# Lab 2 - Probability in Machine Learning

Welcome to the Probability in Machine Learning Lab! In this lab, we will explore how probability theory plays a crucial role in machine learning. We will start with a simple coin flip example to grasp the basics and then move on to build a Bayesian email classifier. Let's dive in!

## Setting Up the Environment

First, let's import the necessary libraries.


In [None]:
import pandas as pd
import numpy as np

## Part 1: Coin Flip Probability Example

### Objective:
To understand basic probability and Python coding through a coin flip example.

### Simulating Coin Flips
We will simulate flipping a coin 1000 times.


In [None]:
# Simulating 1000 coin flips, 0 for 'tails' and 1 for 'heads'
coin_flips = np.random.choice(['heads', 'tails'], size=1000)
df_coin = pd.DataFrame({'flip_result': coin_flips})

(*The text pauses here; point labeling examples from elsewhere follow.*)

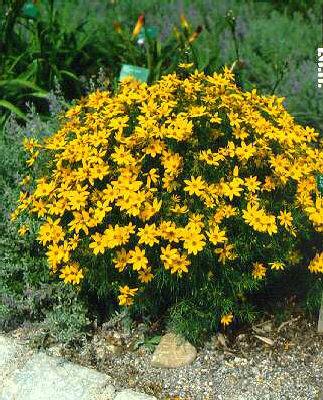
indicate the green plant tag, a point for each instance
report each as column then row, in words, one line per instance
column 319, row 182
column 139, row 73
column 29, row 10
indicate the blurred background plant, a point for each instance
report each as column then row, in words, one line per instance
column 53, row 51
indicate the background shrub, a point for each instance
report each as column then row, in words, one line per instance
column 276, row 43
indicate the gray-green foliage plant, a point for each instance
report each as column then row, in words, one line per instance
column 28, row 293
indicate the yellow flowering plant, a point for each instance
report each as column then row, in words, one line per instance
column 188, row 190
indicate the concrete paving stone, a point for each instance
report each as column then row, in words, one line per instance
column 131, row 395
column 52, row 378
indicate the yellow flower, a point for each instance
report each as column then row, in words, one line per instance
column 138, row 258
column 194, row 186
column 316, row 265
column 216, row 236
column 126, row 296
column 148, row 235
column 145, row 276
column 285, row 219
column 226, row 319
column 99, row 243
column 23, row 230
column 226, row 253
column 277, row 265
column 194, row 242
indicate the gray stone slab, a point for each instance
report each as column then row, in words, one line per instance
column 131, row 395
column 52, row 378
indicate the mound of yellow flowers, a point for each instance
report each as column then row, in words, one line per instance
column 190, row 173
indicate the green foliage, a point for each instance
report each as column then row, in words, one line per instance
column 27, row 290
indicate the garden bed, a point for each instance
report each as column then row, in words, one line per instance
column 287, row 362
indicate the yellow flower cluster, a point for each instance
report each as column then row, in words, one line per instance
column 155, row 175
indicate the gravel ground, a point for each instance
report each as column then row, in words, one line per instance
column 283, row 362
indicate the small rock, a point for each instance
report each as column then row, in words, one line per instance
column 111, row 348
column 131, row 395
column 172, row 352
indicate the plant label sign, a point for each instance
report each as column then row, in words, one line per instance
column 139, row 73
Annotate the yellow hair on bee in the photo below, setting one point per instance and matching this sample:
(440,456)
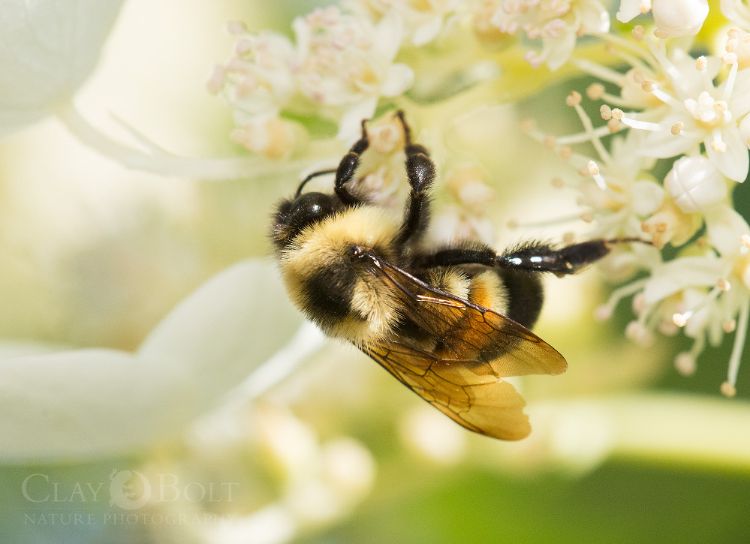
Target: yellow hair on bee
(488,290)
(325,245)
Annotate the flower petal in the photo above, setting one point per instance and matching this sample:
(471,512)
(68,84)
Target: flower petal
(90,403)
(734,161)
(674,276)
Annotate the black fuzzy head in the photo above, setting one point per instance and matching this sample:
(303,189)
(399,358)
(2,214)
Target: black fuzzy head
(294,215)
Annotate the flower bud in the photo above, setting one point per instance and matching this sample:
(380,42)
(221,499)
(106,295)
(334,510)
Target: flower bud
(695,184)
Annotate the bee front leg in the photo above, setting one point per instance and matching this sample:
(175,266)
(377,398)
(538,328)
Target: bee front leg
(420,171)
(347,167)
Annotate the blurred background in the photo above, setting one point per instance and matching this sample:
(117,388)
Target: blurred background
(624,449)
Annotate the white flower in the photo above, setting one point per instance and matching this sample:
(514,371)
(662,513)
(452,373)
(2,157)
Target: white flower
(89,403)
(47,51)
(346,64)
(691,109)
(672,17)
(679,17)
(259,78)
(737,12)
(557,23)
(695,184)
(423,19)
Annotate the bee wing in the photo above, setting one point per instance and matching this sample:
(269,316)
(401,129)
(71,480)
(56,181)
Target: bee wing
(458,364)
(482,405)
(469,334)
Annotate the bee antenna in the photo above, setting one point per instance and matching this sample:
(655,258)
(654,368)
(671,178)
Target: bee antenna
(311,176)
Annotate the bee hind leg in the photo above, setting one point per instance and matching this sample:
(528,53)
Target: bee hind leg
(540,257)
(529,256)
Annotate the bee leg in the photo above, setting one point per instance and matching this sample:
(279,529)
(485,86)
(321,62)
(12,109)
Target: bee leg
(310,176)
(538,257)
(347,167)
(530,257)
(420,171)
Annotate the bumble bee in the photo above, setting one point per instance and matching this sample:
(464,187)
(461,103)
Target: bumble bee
(449,322)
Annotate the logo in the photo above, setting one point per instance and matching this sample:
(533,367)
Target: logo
(129,489)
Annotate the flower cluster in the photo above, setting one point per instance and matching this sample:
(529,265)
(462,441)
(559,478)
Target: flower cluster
(668,108)
(663,110)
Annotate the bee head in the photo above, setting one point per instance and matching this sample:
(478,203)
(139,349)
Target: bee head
(293,215)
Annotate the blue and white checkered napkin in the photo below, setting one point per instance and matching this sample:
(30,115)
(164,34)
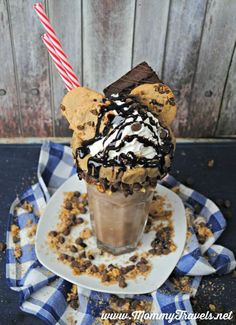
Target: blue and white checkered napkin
(44,294)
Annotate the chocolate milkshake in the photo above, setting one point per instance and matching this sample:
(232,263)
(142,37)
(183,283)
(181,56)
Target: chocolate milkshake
(122,145)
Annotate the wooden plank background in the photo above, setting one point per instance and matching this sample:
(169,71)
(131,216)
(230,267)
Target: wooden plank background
(190,43)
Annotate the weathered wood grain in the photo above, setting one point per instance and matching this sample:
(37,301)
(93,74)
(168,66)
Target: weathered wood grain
(9,109)
(214,58)
(65,16)
(107,40)
(150,33)
(32,69)
(227,119)
(186,20)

### Analyzing Flip Results
Now, let's count how many heads and tails we got.

In [None]:
flip_counts = df_coin['flip_result'].value_counts()
print(flip_counts)

flip_result
heads    500
tails    500
Name: count, dtype: int64


### Calculating Probabilities
Next, we will calculate the probability of getting heads or tails.

In [None]:
p_heads = flip_counts['heads'] / len(df_coin)
p_tails = flip_counts['tails'] / len(df_coin)
print(f"Probability of Heads: {p_heads}")
print(f"Probability of Tails: {p_tails}")

Probability of Heads: 0.5
Probability of Tails: 0.5


## Part 2: Bayesian Email Classifier

### Objective:
Now, you will build a Bayesian email classifier to differentiate between 'spam' and 'ham' (not spam) emails.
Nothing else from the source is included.